The Hollow Heart by Marie Rutkoski

THE GOD

IN HERRAN, OUR FAITHFUL CELEBRATENinarrith, a day when they pray for our return.

We left for your sake, I would tell them. When did a god ever do a human good? What did my love bring Irenah except brief joy and the baby that came of it? Irenah lived long enough after the birth to love the child, and then she was gone. Gods are not all-powerful, not even Death, and had I gone to him and betrayed my sin of visiting the mortal world, and beseeched him, he would not have intervened. I might have accused him. The Seamstress was once mortal, I could have said. You made her one of us. The pantheon is incomplete, after our loss of the god of discovery. Make Irenah a new god, to complete the hundred.

And what of your child? he would ask sadly. Death is stern but the kindest, perhaps, of us all. He would say, What will you do when her time comes, and that of her child, and of that child’s child? They will all die. To love a mortal is to know loss. It is the nature of mortality: to know that nothing beloved will be yours forever. Every relationship you cherish ends in death.
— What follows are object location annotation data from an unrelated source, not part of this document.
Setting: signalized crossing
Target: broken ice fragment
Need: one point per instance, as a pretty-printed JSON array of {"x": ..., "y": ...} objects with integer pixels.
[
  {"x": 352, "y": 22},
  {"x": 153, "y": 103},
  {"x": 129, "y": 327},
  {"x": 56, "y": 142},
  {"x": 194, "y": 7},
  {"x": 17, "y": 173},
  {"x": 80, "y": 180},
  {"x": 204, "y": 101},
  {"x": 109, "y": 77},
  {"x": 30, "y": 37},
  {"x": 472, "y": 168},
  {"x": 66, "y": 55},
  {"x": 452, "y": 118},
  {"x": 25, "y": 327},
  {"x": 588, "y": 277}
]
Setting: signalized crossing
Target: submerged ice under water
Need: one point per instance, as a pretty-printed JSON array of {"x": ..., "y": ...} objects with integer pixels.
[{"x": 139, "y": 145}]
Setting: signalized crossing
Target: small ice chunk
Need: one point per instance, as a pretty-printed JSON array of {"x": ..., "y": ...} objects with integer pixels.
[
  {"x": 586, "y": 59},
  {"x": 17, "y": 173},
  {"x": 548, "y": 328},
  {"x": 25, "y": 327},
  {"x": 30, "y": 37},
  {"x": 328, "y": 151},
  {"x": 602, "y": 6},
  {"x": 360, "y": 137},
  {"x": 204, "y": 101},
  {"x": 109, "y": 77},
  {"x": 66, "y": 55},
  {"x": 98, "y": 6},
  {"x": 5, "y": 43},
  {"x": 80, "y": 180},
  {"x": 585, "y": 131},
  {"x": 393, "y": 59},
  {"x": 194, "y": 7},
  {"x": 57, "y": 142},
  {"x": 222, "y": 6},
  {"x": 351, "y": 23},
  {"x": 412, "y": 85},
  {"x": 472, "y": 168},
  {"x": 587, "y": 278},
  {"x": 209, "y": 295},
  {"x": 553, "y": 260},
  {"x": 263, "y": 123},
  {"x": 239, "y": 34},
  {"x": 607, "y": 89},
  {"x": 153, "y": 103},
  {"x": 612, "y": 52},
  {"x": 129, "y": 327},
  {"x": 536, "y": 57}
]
Irenah slipped away from me. Death claimed her. He took her to his lands, the shadowy realm beyond where we gods live. As I cannot die, so can I never follow her.

After Irenah’s death, I returned home and hid my grief, even from myself. Ethin held nothing for me but suffering. Yet I could not help but watch.

I watched the dark-eyed Sid of the Herrani, released from her prison by Nirrim’s friends, present a red feather to the guards.

The queen has granted me passage from the city, Sid said. You know I am her favorite subject. Look, here is a sign of her favor, the sigil she gave to me to prove her orders: a feather from her Elysium bird.

Perhaps I did a little more than watch that moment. Perhaps I also gave Sid’s lie an extra aura of believability. Sid walked free, and retrieved the map from its hiding place. She took the path from the city that delved into the jungle. In the heat, which made the thick greenery almost slippery with humidity, she passed where I once grew, my roots curling into the ground, my blossom heavy and soft in the sun. Consulting the map, she stepped off the path, using her dagger to hack her way through vines. Boots muddied, skin traced with thin bloody lines acquired by pushing through bushes with sharp-edged leaves, she stumbled into the clearing made thousands of human years ago.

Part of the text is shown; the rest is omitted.